Getting Started

Security

Security is a main priority

Background

In this library, we’ve chosen to implement OAuth and OpenID flows from the ground up to provide flexibility and meet specific requirements and to be flexible. Not only has every OIDC providr it's own needs, but we also want to stay as close to the standards defined by OpenID Connect and OAuth 2.0 specifications.

However, we strictly avoided writing our own cryptographic functions, instead relying on the well-tested libraries jose for token validation and noble-ciphers for cryptographic operations. Both of which are 0-dependency libraries.

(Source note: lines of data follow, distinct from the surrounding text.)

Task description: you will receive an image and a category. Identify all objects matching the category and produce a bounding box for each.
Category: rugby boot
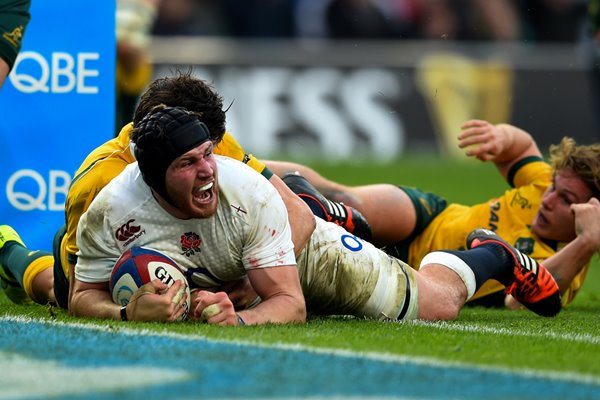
[282,173,372,241]
[467,228,561,317]
[0,225,30,304]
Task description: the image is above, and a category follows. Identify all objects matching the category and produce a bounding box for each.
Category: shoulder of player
[67,149,134,218]
[79,166,154,245]
[216,156,272,189]
[509,158,551,188]
[216,156,280,206]
[71,136,134,193]
[86,163,149,212]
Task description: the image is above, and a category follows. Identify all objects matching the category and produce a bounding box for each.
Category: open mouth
[194,181,214,202]
[535,210,548,226]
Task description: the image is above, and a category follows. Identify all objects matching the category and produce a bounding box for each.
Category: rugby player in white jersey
[71,106,562,325]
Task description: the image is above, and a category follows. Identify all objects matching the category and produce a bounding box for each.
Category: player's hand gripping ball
[200,303,222,322]
[110,247,191,321]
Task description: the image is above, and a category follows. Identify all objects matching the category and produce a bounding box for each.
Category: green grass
[2,156,599,379]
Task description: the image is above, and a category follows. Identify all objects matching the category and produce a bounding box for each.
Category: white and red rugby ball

This approach ensures that while we retain control over the authentication flows, we benefit from the security guarantees provided by audited and widely trusted cryptographic implementations, which are essential to avoid vulnerabilities and security flaws.

OAuth 2.0

This module only implements the Authorization Code Flow and optionally the Hybrid Flow in a confidential client scenario as detailed in the OpenID Connect specification. We will not support the Implicit Flow in the future, as it should not be used anymore and was practically superseded by the Authorization Code Flow. We will also not support the Client Credential Flow, as it is not part of OIDC, but of OAuth2 and is correctly named Client Credentials Grant. It is basically just an exchange of credentials for a token, is not meant for user authentication and can easily be implemented using a simple fetch request.

Nuxt

This module only works with SSR (server-side rendering) enabled as it uses server API routes. You cannot use this module with nuxt generate or ssr turned off. We are currently investigating if and how to support prerendering.

Session encryption

We store sensitive data, especially the refresh_token, access_token and id_token in an encrypted persistent session object. This library uses the Nitro storage layer to interact with data and uses the oidc namespace. Here is an example configuration. You can also replace the storage by any supported Nitro storage providers like redis, just keep in mind that the underlying storage has impact on the authentication process duration depending on its latency.

nuxt.config.ts
  nitro: {
    preset: 'node-server',
    storage: { // Use local file system storage for dev quick setup
      oidc: {
        driver: 'fs',
        base: 'oidcstorage',
      },
    },
  },

Configure secrets

Nuxt OIDC Auth uses three different secrets to encrypt the user session, the individual auth sessions and the persistent server side token store. You can set them using environment variables or in the .env file. All of the secrets are auto generated if not set, but should be set manually in production. This is especially important for the session storage, as it won't be accessible anymore if the secret changes, for example, after a server restart.

If you need a reference how you could generate random secrets or keys, we created an example as a starting point: Secrets generation example

  • NUXT_OIDC_TOKEN_KEY (random key): This needs to be a random cryptographic AES key in base64. Used to encrypt the server side token store. You can generate a key in JS with await subtle.exportKey('raw', await subtle.generateKey({ name: 'AES-GCM', length: 256, }, true, ['encrypt', 'decrypt'])). You just have to encode it to base64 afterwards.
  • NUXT_OIDC_SESSION_SECRET (random string): This should be a at least 48 characters random string. It is used to encrypt the user session.
  • NUXT_OIDC_AUTH_SESSION_SECRET (random string): This should be a at least 48 characters random string. It is used to encrypt the individual sessions during OAuth flows.

Add a NUXT_OIDC_SESSION_SECRET env variable with at least 48 characters in the .env file.

# .env
NUXT_OIDC_TOKEN_KEY=base64_encoded_key
NUXT_OIDC_SESSION_SECRET=48_characters_random_string
NUXT_OIDC_AUTH_SESSION_SECRET=48_characters_random_string

Token validation

ID and access token validation involves verifying the integrity and claims of the ID token (usually a JWT) to authenticate the user, and validating the access token by checking its signature, expiration, issuer, and audience to ensure it grants appropriate permissions for resource access. This is critical to prevent token tampering, misuse, and unauthorized access to protected APIs or services.

We use the well known and tested jose library for token validation. Tokens will only be validated if the clientId or the optional audience (aud) field is part of the access_token (or id_token if existent) audiences.

Even if validateAccessToken or validateIdToken is set, but the audience doesn't match, the token should not and will not be validated.

Some providers like Entra or Zitadel don't or just in certain cases provide a parsable JWT access token. Validation will fail for these and should be disable, even if the audience is set.